AFTER 17 YEARS in the multidisciplinary revival business, Oppenheim says he and Sharon have developed a tried-and-trusted aesthetic mindset that helps to guide them through the project at hand, regardless of the nature of the source material.

“It doesn’t make any difference if we are working with Sakharof or [veteran pop-rock] vocalist Gidi Gov or Hagashash,” Oppenheim declares. “On the other hand, we always search for material that leads us into the work. That is part of the orchestra’s DNA.”

The comic threesome’s oeuvre led them along a left-field pathway. “The Hagashash material demanded a very different approach, in terms of working with the screen [with original footage and new graphics], with regard to having a choir of 50 girls, and having two actors on stage, too.” It is, says Oppenheim, a delicate balancing act. “We have our aesthetic principles, but we always have to see what the material demands from us. So, even if we are talking about the same format, the end result is very different from, for example, The Roosters’ performance.”

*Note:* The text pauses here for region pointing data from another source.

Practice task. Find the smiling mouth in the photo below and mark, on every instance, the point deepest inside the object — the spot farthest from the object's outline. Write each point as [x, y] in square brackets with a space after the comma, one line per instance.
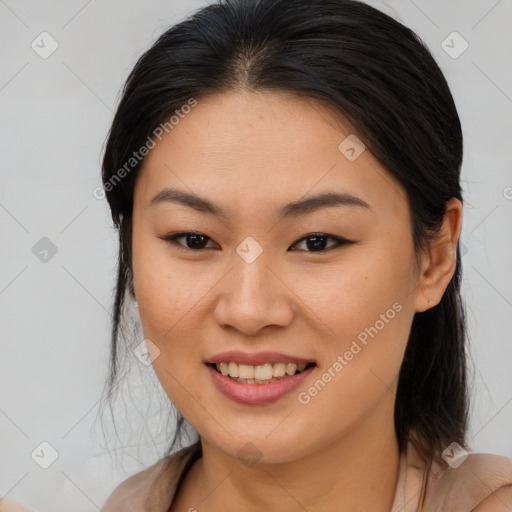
[260, 374]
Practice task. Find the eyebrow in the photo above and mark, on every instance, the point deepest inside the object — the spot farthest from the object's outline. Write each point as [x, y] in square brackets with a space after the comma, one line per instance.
[293, 209]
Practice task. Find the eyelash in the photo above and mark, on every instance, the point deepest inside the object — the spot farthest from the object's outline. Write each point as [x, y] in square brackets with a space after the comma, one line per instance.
[173, 240]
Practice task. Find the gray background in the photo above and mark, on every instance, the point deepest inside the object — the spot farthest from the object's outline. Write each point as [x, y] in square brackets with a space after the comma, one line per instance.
[54, 329]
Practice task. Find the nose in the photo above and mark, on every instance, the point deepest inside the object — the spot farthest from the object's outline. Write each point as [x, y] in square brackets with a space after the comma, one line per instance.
[253, 296]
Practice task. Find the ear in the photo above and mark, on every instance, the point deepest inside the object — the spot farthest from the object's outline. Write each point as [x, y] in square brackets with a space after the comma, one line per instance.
[438, 263]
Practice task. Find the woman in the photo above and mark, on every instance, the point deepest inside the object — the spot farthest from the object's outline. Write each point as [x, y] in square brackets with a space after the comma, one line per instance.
[284, 176]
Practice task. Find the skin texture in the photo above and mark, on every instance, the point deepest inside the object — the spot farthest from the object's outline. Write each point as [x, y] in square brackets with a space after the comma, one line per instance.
[251, 153]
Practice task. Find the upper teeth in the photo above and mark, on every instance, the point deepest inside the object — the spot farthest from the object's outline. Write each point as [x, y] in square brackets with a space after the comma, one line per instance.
[259, 372]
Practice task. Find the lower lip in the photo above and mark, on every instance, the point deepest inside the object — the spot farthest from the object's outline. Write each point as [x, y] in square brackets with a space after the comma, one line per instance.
[257, 393]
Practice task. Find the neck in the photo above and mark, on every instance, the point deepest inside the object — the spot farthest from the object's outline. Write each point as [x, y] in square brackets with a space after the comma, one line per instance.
[357, 472]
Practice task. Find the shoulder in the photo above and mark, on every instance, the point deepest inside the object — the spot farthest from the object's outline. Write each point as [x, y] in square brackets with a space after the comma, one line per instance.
[152, 487]
[482, 482]
[498, 501]
[8, 505]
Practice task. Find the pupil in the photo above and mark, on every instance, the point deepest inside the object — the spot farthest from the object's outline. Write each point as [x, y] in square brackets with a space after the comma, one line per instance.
[195, 238]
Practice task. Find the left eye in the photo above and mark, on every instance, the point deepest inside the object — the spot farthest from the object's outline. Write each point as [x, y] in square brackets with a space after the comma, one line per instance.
[197, 241]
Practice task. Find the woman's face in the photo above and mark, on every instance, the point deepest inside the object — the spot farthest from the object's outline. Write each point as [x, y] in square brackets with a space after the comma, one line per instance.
[257, 282]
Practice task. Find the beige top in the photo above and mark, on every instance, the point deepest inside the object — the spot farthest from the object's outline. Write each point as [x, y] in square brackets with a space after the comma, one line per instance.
[450, 489]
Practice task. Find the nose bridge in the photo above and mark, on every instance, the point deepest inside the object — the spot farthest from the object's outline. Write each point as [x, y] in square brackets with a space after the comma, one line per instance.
[252, 296]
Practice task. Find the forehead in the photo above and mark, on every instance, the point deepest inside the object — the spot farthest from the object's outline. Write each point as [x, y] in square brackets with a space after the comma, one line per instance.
[273, 145]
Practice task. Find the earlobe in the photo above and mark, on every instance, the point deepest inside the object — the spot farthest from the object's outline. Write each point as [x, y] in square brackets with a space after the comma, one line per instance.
[438, 264]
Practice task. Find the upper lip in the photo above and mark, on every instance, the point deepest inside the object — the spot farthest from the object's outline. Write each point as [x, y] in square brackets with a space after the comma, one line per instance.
[256, 359]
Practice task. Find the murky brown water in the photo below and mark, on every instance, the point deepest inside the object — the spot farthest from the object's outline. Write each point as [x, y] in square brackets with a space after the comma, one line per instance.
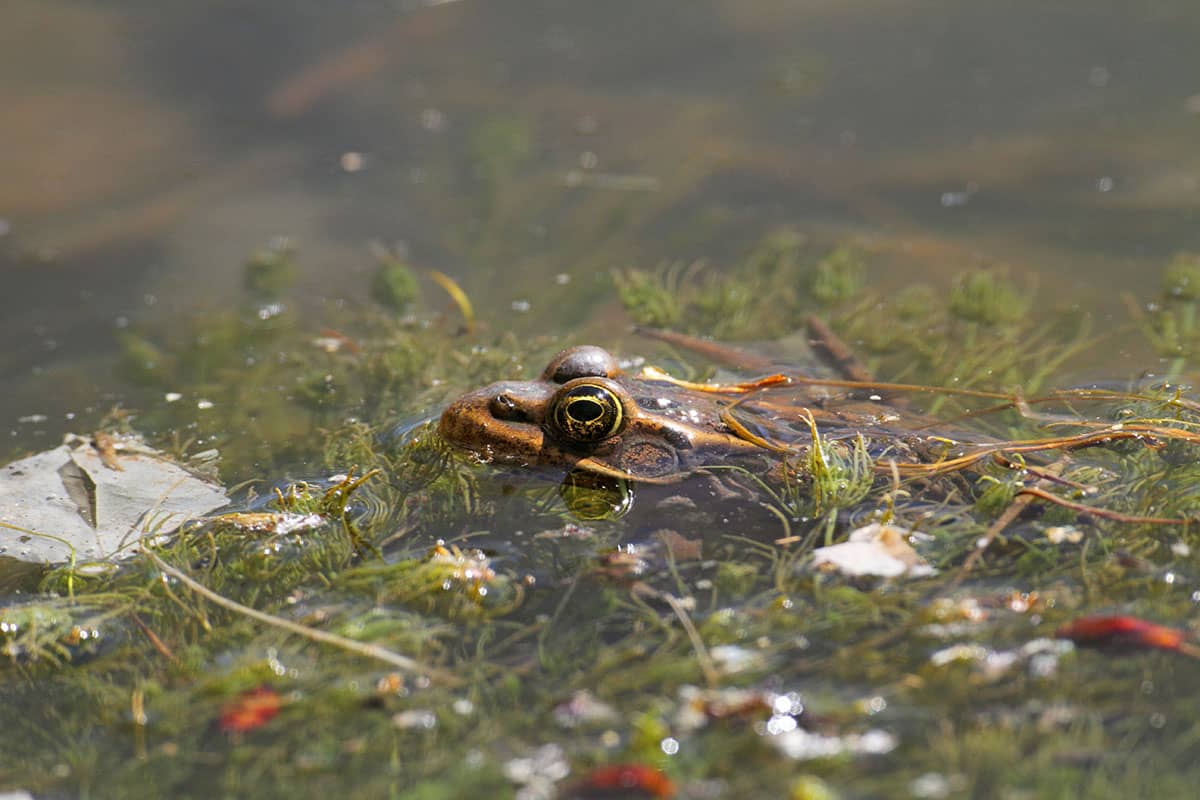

That also impacts on the ensemble lineup whereby if, for example, there is a more Middle Eastern slant to the source artists, there may be a more ethnic instrument or two woven into the sonic fabric.

There are also logistics to contend with.

“For The Roosters show we didn’t have much in the way of raw material,” says Sharon. “We had poor-quality footage from a show they did on Belgian TV [from 1963], with [Dutch] subtitles. Taking that and creating a show of an hour or an hour and a quarter was quite a challenge.”

However, it seems they duly got the job done, with the end result doing justice to the original musical and visual offerings, but with some healthy contemporary seasoning.